Apache Superset [SIP-180] Implement a "Cost Estimation" Pre-Query Check

Since Superset enables users to run SQL queries directly against large-scale data warehouses like Google BigQuery, Snowflake, and Amazon Redshift. A significant risk in this environment is that a user, particularly one less familiar with SQL optimization, could inadvertently write a query that scans terabytes of data, incurring substantial and unexpected financial costs. Superset currently lacks a built-in "guardrail" to prevent this.

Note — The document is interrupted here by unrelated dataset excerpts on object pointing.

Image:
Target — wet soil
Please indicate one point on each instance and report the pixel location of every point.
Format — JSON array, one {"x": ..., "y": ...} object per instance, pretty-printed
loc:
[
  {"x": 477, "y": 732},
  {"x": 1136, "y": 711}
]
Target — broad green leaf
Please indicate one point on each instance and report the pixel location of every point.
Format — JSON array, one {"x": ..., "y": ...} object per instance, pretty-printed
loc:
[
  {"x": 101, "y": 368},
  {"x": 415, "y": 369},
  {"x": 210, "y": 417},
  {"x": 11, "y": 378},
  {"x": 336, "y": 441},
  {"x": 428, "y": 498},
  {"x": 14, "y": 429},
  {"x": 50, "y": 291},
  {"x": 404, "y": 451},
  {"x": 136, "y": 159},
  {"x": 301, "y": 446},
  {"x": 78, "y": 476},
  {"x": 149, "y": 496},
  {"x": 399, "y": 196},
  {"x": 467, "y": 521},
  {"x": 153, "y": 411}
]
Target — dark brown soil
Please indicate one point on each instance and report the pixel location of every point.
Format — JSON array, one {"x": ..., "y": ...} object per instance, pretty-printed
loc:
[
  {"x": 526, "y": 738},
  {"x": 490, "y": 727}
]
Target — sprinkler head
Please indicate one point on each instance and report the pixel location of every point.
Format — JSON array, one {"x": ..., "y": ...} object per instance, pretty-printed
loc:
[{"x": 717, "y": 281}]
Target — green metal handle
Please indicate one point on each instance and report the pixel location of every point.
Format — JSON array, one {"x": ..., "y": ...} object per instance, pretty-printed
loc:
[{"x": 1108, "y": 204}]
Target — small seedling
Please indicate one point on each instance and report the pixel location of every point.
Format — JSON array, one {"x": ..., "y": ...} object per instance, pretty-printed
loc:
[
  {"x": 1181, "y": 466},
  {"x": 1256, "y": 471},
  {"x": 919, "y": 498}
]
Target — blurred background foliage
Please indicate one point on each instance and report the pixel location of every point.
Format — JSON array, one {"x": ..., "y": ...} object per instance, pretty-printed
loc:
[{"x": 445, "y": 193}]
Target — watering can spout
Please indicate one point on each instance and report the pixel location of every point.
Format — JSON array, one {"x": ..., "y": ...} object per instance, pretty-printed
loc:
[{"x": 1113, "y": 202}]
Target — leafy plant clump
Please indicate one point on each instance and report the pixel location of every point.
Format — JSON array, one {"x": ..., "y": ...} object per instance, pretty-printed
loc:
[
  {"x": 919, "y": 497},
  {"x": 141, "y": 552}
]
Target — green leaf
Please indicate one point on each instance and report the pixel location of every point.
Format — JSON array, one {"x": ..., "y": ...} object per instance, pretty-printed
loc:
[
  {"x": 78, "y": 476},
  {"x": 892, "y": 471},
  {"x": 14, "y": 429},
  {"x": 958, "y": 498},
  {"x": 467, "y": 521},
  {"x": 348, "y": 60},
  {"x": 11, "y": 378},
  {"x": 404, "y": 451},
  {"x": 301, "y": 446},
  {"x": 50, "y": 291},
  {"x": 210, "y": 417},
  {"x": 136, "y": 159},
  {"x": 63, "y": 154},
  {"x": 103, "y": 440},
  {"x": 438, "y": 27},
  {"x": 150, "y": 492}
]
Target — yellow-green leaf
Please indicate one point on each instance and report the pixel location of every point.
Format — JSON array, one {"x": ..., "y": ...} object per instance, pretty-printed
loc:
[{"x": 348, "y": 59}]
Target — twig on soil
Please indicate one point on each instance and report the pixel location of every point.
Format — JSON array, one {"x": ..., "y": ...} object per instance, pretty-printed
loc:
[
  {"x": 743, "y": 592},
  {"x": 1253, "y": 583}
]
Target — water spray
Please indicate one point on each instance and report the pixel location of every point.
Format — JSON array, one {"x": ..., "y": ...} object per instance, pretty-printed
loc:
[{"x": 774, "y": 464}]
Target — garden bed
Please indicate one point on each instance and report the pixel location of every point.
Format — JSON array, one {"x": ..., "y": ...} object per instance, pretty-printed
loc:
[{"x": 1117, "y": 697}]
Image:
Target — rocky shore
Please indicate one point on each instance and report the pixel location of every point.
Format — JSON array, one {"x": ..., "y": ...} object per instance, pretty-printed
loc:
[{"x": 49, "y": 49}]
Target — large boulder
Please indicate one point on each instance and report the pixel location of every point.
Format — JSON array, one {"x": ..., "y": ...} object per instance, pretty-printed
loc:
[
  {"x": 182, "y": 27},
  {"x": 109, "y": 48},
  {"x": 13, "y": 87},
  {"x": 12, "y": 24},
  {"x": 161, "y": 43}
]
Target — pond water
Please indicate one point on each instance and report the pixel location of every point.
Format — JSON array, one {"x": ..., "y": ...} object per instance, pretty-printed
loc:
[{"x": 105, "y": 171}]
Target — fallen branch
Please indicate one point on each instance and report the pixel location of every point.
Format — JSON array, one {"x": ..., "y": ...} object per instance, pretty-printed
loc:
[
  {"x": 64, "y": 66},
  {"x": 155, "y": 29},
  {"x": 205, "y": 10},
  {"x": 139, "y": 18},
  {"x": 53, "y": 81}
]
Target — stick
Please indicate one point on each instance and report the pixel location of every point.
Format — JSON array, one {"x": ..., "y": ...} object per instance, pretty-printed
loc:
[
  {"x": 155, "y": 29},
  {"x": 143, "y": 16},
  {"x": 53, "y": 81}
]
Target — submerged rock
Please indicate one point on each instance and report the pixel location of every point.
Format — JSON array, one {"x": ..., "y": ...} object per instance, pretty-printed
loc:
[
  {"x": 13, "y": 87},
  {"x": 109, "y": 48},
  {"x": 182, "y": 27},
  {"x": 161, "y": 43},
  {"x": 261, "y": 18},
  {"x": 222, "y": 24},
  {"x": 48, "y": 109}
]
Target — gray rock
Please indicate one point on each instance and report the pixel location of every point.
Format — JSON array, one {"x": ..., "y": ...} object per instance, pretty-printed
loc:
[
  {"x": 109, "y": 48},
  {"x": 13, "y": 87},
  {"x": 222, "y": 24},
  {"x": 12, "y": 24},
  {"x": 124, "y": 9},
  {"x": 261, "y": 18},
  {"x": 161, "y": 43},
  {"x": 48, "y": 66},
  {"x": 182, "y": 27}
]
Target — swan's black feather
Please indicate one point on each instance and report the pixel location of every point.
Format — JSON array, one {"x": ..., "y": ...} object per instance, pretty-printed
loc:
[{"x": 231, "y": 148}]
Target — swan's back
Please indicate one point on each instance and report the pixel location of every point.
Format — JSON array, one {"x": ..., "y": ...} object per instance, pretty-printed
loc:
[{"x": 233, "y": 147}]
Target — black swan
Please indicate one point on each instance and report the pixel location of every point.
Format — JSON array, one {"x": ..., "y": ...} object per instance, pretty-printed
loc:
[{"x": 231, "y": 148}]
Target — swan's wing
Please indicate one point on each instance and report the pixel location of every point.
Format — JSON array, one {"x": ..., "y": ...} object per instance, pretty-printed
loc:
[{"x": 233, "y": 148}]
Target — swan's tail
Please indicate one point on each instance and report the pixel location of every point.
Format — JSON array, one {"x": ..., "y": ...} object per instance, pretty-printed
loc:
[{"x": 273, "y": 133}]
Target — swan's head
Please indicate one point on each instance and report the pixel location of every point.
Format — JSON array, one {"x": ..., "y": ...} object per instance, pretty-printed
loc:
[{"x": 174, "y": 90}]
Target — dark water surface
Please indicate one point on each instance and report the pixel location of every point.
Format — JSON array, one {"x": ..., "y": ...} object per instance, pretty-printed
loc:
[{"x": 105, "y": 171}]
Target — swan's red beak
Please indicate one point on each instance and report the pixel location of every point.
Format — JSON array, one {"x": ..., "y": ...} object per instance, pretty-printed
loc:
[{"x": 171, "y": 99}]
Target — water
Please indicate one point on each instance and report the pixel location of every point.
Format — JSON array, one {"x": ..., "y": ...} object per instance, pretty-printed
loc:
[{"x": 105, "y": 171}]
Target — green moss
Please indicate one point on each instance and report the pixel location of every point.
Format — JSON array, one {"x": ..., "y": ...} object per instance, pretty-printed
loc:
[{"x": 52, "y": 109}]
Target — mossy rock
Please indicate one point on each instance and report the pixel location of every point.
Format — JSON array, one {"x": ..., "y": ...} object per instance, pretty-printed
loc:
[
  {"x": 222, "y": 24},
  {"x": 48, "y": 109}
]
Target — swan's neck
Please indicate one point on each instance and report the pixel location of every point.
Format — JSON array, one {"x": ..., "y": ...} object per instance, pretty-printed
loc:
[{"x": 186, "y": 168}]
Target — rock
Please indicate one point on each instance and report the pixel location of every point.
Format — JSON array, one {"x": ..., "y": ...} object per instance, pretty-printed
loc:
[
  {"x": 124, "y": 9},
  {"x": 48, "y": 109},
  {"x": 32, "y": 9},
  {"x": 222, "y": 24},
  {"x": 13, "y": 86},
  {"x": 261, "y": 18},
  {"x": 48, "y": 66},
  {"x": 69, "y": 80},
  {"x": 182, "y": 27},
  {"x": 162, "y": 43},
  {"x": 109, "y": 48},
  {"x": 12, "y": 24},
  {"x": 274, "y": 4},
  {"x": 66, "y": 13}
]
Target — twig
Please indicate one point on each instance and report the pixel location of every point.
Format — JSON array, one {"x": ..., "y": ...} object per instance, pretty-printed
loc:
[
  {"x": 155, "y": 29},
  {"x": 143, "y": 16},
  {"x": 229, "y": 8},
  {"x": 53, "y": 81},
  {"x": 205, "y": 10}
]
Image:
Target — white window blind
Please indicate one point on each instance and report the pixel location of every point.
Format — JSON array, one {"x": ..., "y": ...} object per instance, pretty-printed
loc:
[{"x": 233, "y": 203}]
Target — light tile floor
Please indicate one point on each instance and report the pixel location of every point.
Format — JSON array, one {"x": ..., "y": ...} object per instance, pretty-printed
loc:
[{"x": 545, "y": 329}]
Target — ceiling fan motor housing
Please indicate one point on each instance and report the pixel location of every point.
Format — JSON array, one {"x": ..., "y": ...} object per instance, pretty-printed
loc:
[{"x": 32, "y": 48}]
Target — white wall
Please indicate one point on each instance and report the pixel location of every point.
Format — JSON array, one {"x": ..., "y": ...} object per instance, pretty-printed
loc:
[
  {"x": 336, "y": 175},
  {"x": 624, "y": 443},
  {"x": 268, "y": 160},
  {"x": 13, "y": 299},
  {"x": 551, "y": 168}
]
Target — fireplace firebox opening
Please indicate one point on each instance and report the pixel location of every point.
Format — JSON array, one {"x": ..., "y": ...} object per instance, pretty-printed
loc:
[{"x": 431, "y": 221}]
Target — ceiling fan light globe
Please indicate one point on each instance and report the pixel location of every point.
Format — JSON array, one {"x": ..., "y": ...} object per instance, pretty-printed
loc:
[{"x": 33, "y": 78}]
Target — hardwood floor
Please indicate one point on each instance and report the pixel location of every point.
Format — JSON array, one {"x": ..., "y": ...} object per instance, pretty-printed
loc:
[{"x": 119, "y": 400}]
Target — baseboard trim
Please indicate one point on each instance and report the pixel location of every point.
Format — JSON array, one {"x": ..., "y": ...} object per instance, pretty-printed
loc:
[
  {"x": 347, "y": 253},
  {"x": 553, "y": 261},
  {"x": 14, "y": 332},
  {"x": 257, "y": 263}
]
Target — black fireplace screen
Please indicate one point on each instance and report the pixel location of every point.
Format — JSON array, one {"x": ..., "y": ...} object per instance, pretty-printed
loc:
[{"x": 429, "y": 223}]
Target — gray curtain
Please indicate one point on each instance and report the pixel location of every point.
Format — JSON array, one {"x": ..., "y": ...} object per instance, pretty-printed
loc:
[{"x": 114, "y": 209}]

Proposed Solution: This feature would integrate Superset with the "dry run" or query cost estimation APIs that are provided by most major cloud data warehouses. Before executing a query from the SQL Lab or a dashboard, Superset would first send the query to the warehouse's estimation endpoint. If the estimated data to be scanned or the computed cost exceeds a user-configurable threshold, Superset would present a clear warning to the user, such as: "This query will process an estimated 5TB of data. Are you sure you wish to continue?".

Impact: This contribution would add a critical layer of financial governance and safety to Superset, making it a more robust and trustworthy tool for enterprise environments. It would prevent costly mistakes, encourage more efficient query writing, and provide administrators with greater control over resource usage.

Comment From: betodealmeida

I like the idea!

We do have a query cost estimation feature, supported only in BigQuery these days, it requires the ESTIMATE_QUERY_COST feature flag to be enabled. We could extend it to have another flag with a threshold, adding the hebavior you suggested.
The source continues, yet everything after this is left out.